Nel 2010 Milito segna sempre, al Chelsea, al CSKA, al Barcellona. Le partite decisive sembrano riprodotte in replica: 1-0 alla Roma per vincere la Coppa Italia (gol suo, bellissimo), 1-0 al Siena per vincere il campionato (gol suo, bellissimo). Era difficile immaginare uno scenario diverso per la notte in cui emana i suoi due editti regali.
Il primo, in cui aggiunge un frame alla coordinazione, rilascia il tiro, interrompe il gesto, calcia un istante dopo, il buffering meno molesto di sempre. Il secondo, con cui si appropria definitivamente dell’idea di sterzata nell’iconografia calcistica, posto che Van Buyten non ci fa una gran figura.
Il «nel calcio non si sa mai, ho un’offerta importante, vediamo» pronunciato a partita conclusa è la prima frattura dello stato di assoluta concentrazione e di perfezione esecutiva in cui Milito era calato, il prologo a una progressiva fase calante che lo accompagnerà a fine contratto, rinnovato in un momento di eccessivo entusiasmo.
Poteva andare in MLS o in Qatar, è tornato ad Avellaneda riportando un titolo nella bacheca del Racing dopo 13 anni. Al momento sono ai quarti di Libertadores, alzi la mano chi non vorrebbe un’altra notte in cui il Principe diventa Re.
Stanković
Entra due minuti prima del 2-0, è il primo a raggiungere Milito per abbracciarlo, e questa è sostanzialmente l’ultima occasione in cui lo si vede superare la propria metà campo. Curiosità: si trova in campo con Pandev, che era passato alla Lazio in cambio del suo cartellino.
La sua dedizione alla causa è tanto nei 25 minuti giocati a tamponare spazi e stringere linee a discapito del suo strepitoso piede destro, quanto nella sua lettera di addio, in lacrime al termine di un anno fuori per un intervento al tendine d’achille e postumi muscolari. (Nel mezzo, il tempo di impartire una preziosissima lezione a Manuel Neuer).

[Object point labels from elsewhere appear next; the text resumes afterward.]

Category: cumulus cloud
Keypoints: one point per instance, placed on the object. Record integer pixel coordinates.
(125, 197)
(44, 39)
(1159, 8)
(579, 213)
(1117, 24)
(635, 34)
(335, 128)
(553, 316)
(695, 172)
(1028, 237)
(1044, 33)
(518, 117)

Per l’ultima sostituzione della sua carriera, ventuno giocatori si schierano a formare un tunnel che lo accompagna a bordocampo, una chiusa di sipario teatrale per il più spettacolare dei mestieranti.
Muntari
Si fa fatica a figurarlo, ma c’era anche lui, schierato esterno sinistro nel 4-4-2 degli ultimi quindici minuti, con nessuna delega al controllo della palla e plenipotenziario in materia di trash talking. C’era anche a Barcellona, per venticinque minuti abbondanti, in un concerto di imbruttite a Dani Alves qualora reclamasse falli e di altre cose che la memoria collettiva non conserva su YouTube.

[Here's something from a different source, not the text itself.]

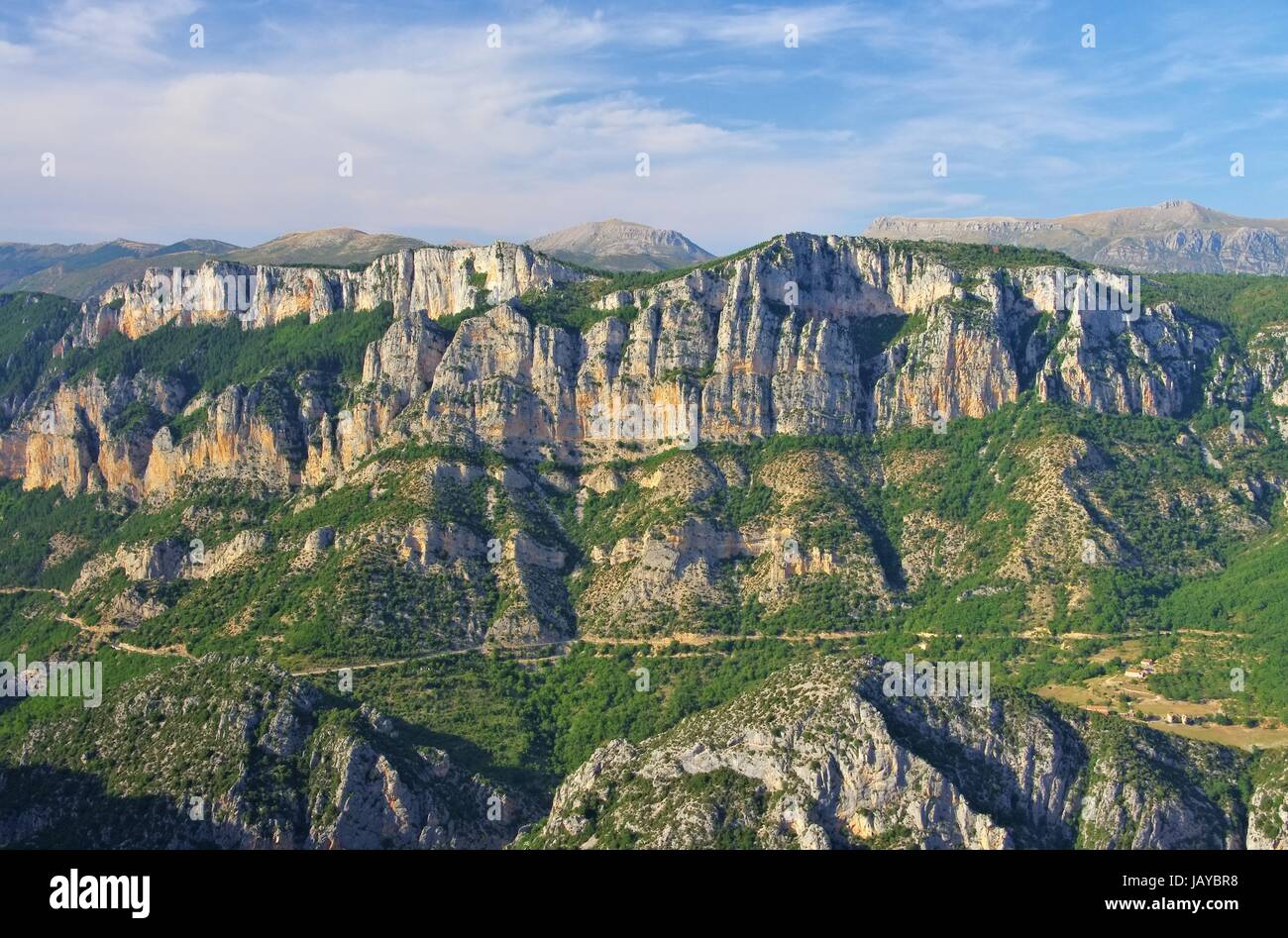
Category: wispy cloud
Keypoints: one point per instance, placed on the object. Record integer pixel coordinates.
(746, 136)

Pagato 14 rimpiantissimi milioni per rimpiazzare il mancato arrivo di Lampard, riuscì poi a riciclarsi trequartista sulla scia dell’effetto-Ibra (vedi Boateng, Nocerino, Matuidi). Da lì in poi la progressiva marginalizzazione e il trasferimento al Milan, un’altra divertente sliding door, condita da una reazione nostalgica nell’ultimo derby vinto dall’Inter, in memoria dei bei vecchi tempi.
Materazzi
Tenendolo d’occhio dal suo ingresso in campo a 91:15 fino al fischio finale si nota come non abbia mai occasione di toccare la palla. Eppure è un cambio decisivo, perché consente agli spettatori del Bernabéu di alzarsi in piedi per celebrare Milito e conferma, ce ne fosse il bisogno, che, fosse un autore, Mourinho sarebbe il miglior autore al mondo. O se conoscete season finales migliori di questo, scrivete nei commenti.
Non esiste festeggiamento che non abbia MM protagonista, lo smoking bianco, la maschera di Berlusconi, il nun è successo. Ironicamente, dalla sua rescissione l’Inter non ha più festeggiato nulla.
Ad 88:40 si vede il quarto uomo avvicinarglisi—gli tasta i polsini, gli guarda nel collo della maglietta. A una prima occhiata sembra un regolare controllo di sicurezza, alla seconda è già chiaro: stava controllando che avesse spazio sul corpo per tatuarsi la Champions League.